P03-08

Predicting Chemical Roles Using Natural Language Processing on Database Descriptions

Yuya KOIDE *¹, Yuto MATSUMOTO², Hiroaki GOTOH²
¹College of Engineering Science, Yokohama National University
²Graduate School of Engineering, Yokohama National University
( * E-mail: koide-yuya-mc@ynu.jp )

With the development of natural language processing technology, it is possible to efficiently utilize the enormous amount of document data that experimental data and other data aggregate, and to predict the properties of compounds directly from the document data.
We clustered the embedded representations of compounds obtained by analyzing 1744 papers with the Word2Vec model and confirmed the structural features in each cluster. Furthermore, we identified the distribution of chemical descriptors in each cluster.
In this study, we further developed this previous study and introduced an approach to predict the presence or absence of various chemical roles of compounds by analyzing the descriptive text of compounds using natural language processing, focusing on databases containing aggregated article information.

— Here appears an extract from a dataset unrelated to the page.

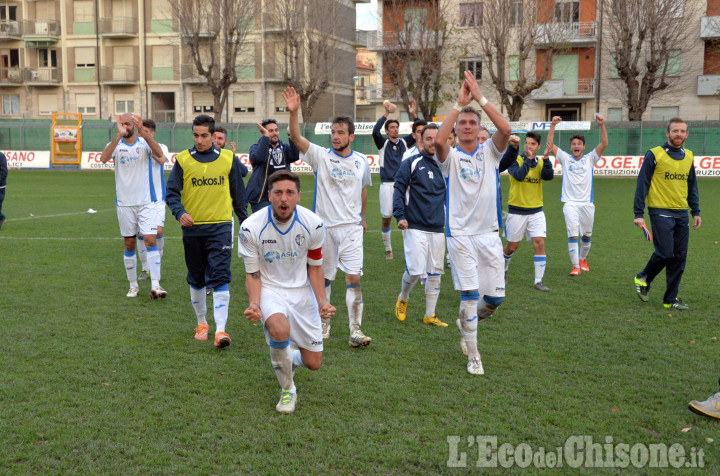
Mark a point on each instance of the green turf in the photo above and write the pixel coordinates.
(94, 382)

In this study, from a total of 41891 compounds registered as 3stars in ChEBI, a database of chemical compounds, 10 chemical roles (antioxidant, anti-inflammatory agent, allergen, dye, toxin, flavoring agent, agrochemical, volatile oil, antibacterial agent, insecticide) were extracted to a dataset of 3926 compounds. Then, embeddings of the compounds were obtained by natural language processing of the descriptions of those compounds obtained from PubChemAPI using the Doc2Vec model. Then, the presence or absence of each chemical role of the compounds was predicted by logistic regression using the obtained embeddings as input, and these results were compared with the F1 scores predicted from the 32 chemical descriptors. These 32 chemical descriptors were obtained from 208 chemical descriptors obtained by RDKit, extracting only those that were continuous values and those with a correlation coefficient of 0.95 or less between each descriptor.

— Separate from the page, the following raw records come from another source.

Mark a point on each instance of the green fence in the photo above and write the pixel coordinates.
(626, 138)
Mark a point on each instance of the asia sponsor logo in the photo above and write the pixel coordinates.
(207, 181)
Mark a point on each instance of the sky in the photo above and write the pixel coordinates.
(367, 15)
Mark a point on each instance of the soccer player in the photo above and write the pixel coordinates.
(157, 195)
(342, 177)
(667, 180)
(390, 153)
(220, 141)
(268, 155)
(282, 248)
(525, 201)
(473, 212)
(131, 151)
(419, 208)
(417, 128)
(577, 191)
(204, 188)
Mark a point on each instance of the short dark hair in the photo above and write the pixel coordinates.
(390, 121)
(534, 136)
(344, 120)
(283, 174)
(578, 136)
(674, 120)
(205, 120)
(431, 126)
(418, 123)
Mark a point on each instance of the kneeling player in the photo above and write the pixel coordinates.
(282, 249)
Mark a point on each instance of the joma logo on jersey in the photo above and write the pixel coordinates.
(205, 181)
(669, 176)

The obtained embeddings of the compounds were found to be distributed for each chemical role. Furthermore, the prediction of the presence or absence of each chemical role by the embeddings was better than that by the chemical descriptors for many tasks. On the other hand, the prediction accuracy of dyes and volatile oils by this method was comparable to that by chemical descriptors, suggesting that compounds belonging to dyes and volatile oils may have similar structural characteristics. In addition, the prediction accuracy of toxin was low both by this method and by chemical descriptors, suggesting that compounds belonging to toxin include compounds with diverse structures and characteristics. Based on these results, we are considering what kind of substructure influences the presence or absence of each chemical role.
By analyzing the explanatory text of a group of compounds using Doc2Vec, it is possible to comprehensively analyze and understand the compounds, including their characteristics and behaviors that cannot be captured by their structures and physical properties. The embeddings obtained from the analysis can also be used as new descriptors that utilize the properties of the compounds.